Par des dépendances que vous n'avez pas choisies en connaissance de cause. Vos éditeurs de logiciels, vos outils de recherche, votre pile marketing et vos analystes reposent peut-être tous sur les mêmes un ou deux fournisseurs de modèles sans vous le dire. Servola conseille précisément sur ce type de dépendance technologique cachée. Une hausse de prix, une limite de débit, l'abandon d'un modèle ou une panne chez un fournisseur n'est alors pas un événement isolé dans votre chaîne d'approvisionnement ; c'est un choc corrélé qui frappe plusieurs de vos fournisseurs le même matin. Le dirigeant qui n'a jamais demandé de quels modèles dépendent ses outils critiques a une exposition qu'il ne peut ni voir ni valoriser.
Que devrait réellement faire un dirigeant ou un family office ?

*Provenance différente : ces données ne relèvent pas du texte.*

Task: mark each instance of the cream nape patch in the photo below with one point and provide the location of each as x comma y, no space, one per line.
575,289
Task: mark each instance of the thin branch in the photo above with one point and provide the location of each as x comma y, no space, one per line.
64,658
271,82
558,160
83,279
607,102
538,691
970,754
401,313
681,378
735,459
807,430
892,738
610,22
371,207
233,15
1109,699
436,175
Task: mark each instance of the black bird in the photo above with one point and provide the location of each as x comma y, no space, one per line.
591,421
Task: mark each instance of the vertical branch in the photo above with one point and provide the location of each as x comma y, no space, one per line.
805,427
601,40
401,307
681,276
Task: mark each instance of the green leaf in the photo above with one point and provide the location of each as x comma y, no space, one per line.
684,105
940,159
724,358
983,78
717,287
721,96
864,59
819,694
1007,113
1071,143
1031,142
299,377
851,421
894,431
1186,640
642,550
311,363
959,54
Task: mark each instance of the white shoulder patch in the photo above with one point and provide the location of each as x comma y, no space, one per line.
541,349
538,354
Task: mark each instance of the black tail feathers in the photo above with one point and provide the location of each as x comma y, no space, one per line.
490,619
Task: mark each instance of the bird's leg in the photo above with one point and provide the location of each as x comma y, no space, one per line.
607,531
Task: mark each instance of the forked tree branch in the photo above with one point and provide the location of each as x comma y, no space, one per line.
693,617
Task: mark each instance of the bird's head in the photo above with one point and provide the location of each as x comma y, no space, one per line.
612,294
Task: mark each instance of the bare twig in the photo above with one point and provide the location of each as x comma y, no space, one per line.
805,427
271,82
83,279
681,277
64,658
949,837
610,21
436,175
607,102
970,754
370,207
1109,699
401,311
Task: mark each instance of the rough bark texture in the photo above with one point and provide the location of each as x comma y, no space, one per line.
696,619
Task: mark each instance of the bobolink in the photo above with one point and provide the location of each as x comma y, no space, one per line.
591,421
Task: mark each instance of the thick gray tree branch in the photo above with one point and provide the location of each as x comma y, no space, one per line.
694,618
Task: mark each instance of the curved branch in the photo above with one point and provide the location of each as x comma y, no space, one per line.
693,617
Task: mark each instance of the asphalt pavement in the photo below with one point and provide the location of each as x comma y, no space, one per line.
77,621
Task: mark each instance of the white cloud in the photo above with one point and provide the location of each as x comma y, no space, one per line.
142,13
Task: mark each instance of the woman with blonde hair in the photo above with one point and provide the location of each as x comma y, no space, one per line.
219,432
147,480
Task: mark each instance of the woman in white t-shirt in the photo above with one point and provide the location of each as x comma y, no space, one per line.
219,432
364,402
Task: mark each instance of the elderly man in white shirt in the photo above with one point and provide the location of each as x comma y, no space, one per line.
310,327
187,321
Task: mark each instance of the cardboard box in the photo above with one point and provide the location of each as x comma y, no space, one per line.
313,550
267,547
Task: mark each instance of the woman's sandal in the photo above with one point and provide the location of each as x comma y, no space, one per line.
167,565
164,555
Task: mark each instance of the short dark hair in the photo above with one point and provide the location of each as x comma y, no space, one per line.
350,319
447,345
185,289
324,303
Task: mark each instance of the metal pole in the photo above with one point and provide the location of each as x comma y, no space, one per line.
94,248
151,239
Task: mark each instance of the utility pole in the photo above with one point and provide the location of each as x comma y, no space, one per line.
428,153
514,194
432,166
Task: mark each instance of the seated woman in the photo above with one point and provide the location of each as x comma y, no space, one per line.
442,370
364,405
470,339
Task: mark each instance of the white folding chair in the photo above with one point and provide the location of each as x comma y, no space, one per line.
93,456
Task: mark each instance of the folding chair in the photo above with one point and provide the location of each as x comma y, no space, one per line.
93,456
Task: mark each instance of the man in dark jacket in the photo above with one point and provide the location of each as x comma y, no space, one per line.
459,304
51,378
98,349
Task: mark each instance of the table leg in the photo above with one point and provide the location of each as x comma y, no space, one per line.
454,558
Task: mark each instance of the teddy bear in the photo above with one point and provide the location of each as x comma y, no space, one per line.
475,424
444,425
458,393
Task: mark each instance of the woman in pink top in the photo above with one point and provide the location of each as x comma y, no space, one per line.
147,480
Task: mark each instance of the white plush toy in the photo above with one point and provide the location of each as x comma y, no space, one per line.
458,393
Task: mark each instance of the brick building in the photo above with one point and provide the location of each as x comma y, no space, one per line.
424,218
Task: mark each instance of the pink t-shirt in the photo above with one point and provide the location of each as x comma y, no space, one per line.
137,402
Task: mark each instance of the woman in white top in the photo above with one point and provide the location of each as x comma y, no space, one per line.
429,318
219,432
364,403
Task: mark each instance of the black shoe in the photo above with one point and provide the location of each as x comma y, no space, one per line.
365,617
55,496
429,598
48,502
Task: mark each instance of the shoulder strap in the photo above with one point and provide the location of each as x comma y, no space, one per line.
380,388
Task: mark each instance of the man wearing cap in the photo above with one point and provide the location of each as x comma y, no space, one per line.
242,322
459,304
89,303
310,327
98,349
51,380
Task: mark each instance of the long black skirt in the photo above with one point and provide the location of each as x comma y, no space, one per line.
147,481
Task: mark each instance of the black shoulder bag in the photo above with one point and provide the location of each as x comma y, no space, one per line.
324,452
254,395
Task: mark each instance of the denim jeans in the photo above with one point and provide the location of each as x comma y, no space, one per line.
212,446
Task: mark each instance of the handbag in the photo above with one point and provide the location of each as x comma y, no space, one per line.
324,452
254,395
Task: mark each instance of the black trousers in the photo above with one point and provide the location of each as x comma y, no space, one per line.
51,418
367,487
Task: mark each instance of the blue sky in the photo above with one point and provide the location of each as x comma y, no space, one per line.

Cartographier la dépendance, puis la valoriser. D'abord, demandez à chaque fournisseur critique sur quels fournisseurs d'IA il s'appuie et ce qu'il advient de votre service si ce fournisseur change ses conditions. Ensuite, cherchez la corrélation dans votre portefeuille, car des positions qui paraissent diversifiées par secteur peuvent être identiques par dépendance aux modèles. Enfin, gardez une véritable solution de rechange prête pour tout ce qui compte, car la substitution est bon marché à organiser aujourd'hui et coûteuse à organiser une fois qu'une contrepartie sait que vous n'avez pas d'autre option. Rien de tout cela n'est un pari contre l'IA. C'est la même discipline qu'un dirigeant sérieux applique déjà à un fournisseur unique, à une banque unique ou à une juridiction unique.